Note that the present technology can also take the following configuration.
(1)
an acquisition unit that acquires an IR image that is a captured image obtained by irradiating an object with infrared light and that includes a visible light component and an IR component;
an extraction unit that extracts IR component information from the IR image;
an image processing unit that performs image processing related to brightness or brightness of the captured image of the target based on the information of the IR component;
Information processing device.
(2)
The acquisition unit acquires a visible light image of the target in addition to the IR image,
The extraction unit acquires a difference between the visible light image and the IR image as information on the IR component.

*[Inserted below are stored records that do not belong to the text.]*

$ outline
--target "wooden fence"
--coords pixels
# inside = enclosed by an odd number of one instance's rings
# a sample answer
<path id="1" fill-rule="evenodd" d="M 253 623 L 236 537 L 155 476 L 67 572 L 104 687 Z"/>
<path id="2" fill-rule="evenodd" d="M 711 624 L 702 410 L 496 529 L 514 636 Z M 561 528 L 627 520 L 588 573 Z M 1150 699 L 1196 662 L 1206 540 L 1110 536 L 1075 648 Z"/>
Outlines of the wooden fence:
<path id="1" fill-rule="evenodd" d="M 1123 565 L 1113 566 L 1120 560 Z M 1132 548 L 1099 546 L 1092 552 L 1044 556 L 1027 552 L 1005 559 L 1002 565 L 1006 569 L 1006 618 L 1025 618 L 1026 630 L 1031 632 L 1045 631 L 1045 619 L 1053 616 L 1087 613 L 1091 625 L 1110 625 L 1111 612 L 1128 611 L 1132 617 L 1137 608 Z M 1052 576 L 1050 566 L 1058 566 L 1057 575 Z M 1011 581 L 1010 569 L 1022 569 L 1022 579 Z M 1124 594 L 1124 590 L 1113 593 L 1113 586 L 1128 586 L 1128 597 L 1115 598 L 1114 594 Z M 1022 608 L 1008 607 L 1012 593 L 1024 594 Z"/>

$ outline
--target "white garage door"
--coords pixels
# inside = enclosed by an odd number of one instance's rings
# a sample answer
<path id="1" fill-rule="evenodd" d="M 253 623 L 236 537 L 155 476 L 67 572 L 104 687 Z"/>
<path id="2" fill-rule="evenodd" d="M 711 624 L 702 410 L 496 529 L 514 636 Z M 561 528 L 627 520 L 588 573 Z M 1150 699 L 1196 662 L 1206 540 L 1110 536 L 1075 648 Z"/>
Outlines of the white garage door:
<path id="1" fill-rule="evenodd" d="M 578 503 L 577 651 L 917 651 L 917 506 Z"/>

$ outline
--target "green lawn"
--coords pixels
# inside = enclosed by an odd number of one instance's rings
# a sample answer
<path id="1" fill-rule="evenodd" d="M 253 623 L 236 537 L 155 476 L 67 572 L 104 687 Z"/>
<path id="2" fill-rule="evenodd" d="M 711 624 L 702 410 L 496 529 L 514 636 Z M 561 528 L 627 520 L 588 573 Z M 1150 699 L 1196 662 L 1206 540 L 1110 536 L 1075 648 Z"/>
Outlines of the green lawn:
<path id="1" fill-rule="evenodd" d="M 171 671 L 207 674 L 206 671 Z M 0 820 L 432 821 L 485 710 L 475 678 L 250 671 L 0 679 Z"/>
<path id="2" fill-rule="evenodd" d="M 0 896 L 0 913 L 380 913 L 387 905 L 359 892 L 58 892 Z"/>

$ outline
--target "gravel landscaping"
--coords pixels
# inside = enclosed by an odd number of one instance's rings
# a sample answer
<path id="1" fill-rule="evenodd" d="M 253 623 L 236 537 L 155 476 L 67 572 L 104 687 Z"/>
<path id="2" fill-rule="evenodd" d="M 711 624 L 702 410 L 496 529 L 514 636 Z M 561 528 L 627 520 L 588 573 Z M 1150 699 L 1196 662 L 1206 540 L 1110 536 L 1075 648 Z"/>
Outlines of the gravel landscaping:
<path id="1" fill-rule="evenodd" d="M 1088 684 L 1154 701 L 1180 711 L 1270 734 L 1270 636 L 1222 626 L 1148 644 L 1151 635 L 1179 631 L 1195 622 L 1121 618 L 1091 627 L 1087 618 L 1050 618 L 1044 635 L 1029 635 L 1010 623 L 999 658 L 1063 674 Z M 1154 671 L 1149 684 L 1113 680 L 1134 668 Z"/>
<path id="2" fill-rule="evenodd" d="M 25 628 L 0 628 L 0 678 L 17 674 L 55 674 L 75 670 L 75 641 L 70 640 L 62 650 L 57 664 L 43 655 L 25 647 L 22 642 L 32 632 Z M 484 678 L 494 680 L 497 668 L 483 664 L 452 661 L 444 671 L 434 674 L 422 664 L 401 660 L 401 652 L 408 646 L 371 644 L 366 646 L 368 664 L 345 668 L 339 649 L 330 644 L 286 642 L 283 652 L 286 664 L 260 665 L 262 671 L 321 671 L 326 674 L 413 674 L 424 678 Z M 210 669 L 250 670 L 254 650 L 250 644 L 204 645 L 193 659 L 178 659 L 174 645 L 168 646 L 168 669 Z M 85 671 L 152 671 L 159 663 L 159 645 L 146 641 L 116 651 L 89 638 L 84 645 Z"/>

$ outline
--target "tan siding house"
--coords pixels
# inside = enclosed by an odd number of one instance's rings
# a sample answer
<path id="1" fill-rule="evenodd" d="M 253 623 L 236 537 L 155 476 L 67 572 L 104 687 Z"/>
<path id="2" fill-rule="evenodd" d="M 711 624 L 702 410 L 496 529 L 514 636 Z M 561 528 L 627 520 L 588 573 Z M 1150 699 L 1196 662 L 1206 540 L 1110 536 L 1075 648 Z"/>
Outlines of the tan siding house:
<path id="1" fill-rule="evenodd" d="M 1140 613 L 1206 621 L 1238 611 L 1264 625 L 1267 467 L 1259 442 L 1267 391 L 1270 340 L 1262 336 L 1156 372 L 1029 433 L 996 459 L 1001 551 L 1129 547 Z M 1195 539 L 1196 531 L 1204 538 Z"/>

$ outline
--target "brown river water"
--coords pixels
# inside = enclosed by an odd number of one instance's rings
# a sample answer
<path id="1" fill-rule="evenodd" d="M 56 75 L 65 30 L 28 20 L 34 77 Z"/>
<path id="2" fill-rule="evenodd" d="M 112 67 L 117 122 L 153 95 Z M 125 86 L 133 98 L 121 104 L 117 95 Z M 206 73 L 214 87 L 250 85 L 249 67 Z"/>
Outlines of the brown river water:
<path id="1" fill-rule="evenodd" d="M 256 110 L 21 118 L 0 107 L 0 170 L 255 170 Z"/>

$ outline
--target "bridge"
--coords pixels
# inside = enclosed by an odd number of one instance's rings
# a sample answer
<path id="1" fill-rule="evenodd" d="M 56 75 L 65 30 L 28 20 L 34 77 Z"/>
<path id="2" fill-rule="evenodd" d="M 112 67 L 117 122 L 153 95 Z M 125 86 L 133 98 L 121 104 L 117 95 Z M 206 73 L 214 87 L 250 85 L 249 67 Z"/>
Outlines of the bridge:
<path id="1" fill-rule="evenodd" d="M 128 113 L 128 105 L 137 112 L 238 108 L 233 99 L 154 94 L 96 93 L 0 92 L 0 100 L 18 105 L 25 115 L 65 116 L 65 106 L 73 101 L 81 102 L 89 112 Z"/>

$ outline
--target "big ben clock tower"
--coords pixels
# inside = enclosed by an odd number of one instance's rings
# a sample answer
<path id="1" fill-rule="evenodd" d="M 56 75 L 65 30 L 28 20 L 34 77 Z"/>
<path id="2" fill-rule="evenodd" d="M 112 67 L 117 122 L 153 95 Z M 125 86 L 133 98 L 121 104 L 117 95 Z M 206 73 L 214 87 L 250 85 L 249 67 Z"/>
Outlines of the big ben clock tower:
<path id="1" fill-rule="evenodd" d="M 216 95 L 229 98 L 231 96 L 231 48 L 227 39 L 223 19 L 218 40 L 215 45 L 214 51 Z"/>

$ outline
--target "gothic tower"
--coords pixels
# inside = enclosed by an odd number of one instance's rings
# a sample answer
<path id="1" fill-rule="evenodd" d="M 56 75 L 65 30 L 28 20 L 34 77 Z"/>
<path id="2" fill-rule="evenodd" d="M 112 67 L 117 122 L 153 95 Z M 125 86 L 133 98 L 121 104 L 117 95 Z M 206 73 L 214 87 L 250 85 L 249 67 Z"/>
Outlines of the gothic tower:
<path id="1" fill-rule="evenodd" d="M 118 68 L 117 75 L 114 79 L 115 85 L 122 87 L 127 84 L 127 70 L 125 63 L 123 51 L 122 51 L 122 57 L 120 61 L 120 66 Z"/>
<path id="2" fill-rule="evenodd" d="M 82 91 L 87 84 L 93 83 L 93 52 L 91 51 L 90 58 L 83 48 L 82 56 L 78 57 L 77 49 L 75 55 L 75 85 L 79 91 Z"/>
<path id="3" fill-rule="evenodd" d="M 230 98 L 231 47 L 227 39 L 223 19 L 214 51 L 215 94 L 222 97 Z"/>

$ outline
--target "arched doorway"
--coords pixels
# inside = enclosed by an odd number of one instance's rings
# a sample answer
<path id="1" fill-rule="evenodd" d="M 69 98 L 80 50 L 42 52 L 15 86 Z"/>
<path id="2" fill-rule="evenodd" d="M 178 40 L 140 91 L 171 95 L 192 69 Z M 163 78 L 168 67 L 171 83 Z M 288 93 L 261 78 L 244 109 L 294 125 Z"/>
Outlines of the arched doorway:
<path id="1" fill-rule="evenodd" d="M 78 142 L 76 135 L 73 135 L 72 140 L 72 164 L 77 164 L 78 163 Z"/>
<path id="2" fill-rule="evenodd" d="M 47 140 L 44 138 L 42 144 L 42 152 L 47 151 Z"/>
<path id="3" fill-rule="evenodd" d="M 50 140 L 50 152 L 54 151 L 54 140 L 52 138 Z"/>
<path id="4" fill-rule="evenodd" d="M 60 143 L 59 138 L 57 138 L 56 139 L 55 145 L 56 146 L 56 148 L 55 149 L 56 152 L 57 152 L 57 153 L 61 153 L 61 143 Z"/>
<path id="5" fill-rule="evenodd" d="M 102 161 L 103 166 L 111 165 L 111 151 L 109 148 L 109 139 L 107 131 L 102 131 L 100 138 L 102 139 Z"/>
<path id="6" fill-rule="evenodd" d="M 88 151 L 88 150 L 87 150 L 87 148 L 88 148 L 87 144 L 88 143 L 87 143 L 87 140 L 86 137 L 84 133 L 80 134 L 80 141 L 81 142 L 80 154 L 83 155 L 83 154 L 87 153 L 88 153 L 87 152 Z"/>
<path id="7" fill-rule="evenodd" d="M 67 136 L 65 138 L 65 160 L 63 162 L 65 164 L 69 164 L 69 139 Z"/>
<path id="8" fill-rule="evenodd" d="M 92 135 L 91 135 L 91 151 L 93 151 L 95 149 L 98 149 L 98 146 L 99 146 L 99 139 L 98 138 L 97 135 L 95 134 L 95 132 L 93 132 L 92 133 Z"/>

The information processing device according to (1) above.
(3)
the infrared light is blinking,
The acquisition unit acquires the visible light image and the IR image in a time division manner in synchronization with the blinking cycle of the infrared light.
The information processing device according to (2) above.
(4)
The infrared light blinks in synchronization with the frame period of the video,
The acquisition unit acquires the image of the frame at the timing when the infrared light is not irradiated as the visible light image, and acquires the image of the frame at the timing when the infrared light is irradiated as the IR image.
The information processing apparatus according to (2) or (3) above.
(5)
The extracting unit acquires, as the IR component information, a difference between images of two consecutive frames starting from a frame at which the infrared light is not irradiated,
The image processing unit performs image processing related to brightness or brightness of an image of the next frame of the two consecutive frames based on the information of the IR component.
The information processing device according to (4) above.
(6)
the IR component information is a difference image of the two consecutive frames;
The image processing unit performs a process of blurring the edges of the difference image, and performs image processing related to brightness or brightness of the image of the next frame of the consecutive two frames based on the difference image with the edges blurred.
The information processing device according to (5) above.
(7)
The image processing unit corrects the IR component information based on inter-frame motion prediction, and determines the brightness or brightness of the next frame image of the two continuous frames based on the corrected IR component information. perform image processing,
The information processing device according to (5) above.
(8)
The extracting unit acquires, as the IR component information, a difference between images of two consecutive frames starting from a frame at which the infrared light is irradiated,
The image processing unit performs image processing related to brightness or brightness of the image of the last frame of the two consecutive frames based on the information of the IR component.
The information processing device according to (4) above.
(9)
The image processing unit rewrites luminance information in the HSL color space of the captured image based on the IR component information.
The information processing apparatus according to any one of (1) to (8) above.
(10)
The image processing unit rewrites lightness information in the HSV color space of the captured image based on the IR component information.
The information processing apparatus according to any one of (1) to (8) above.
(11)
An output control unit that outputs an image generated by the image processing to an output unit,
The information processing apparatus according to any one of (1) to (10) above.
(12)
a learning unit that performs learning of a learning model based on the image before the image processing and the image after the image processing;
an estimating unit that estimates an image after the image processing of the newly acquired captured image using the learning model;
After a predetermined period of time, the output control unit switches the image output to the output unit from the image generated by the image processing to the estimated image estimated using the learning model.
The information processing device according to (11) above.
(13)
The output control unit controls the infrared irradiation unit so that the infrared light blinks in synchronization with a video frame cycle while the image generated by the image processing is output to the output unit,
While the infrared light is blinking, the acquisition unit acquires an image of the frame at the timing when the infrared light is not irradiated as a visible light image, and an image of the frame at the timing when the infrared light is irradiated. obtained as said IR image,
The output control unit controls the infrared irradiation unit to stop outputting the infrared light at a timing when the image output to the output unit is switched from the image generated by the image processing to the estimated image,
After the output of the infrared light is stopped, the acquisition unit acquires images of all frames as the visible light image,
The estimating unit uses the learning model to estimate an image after the image processing of the visible light image.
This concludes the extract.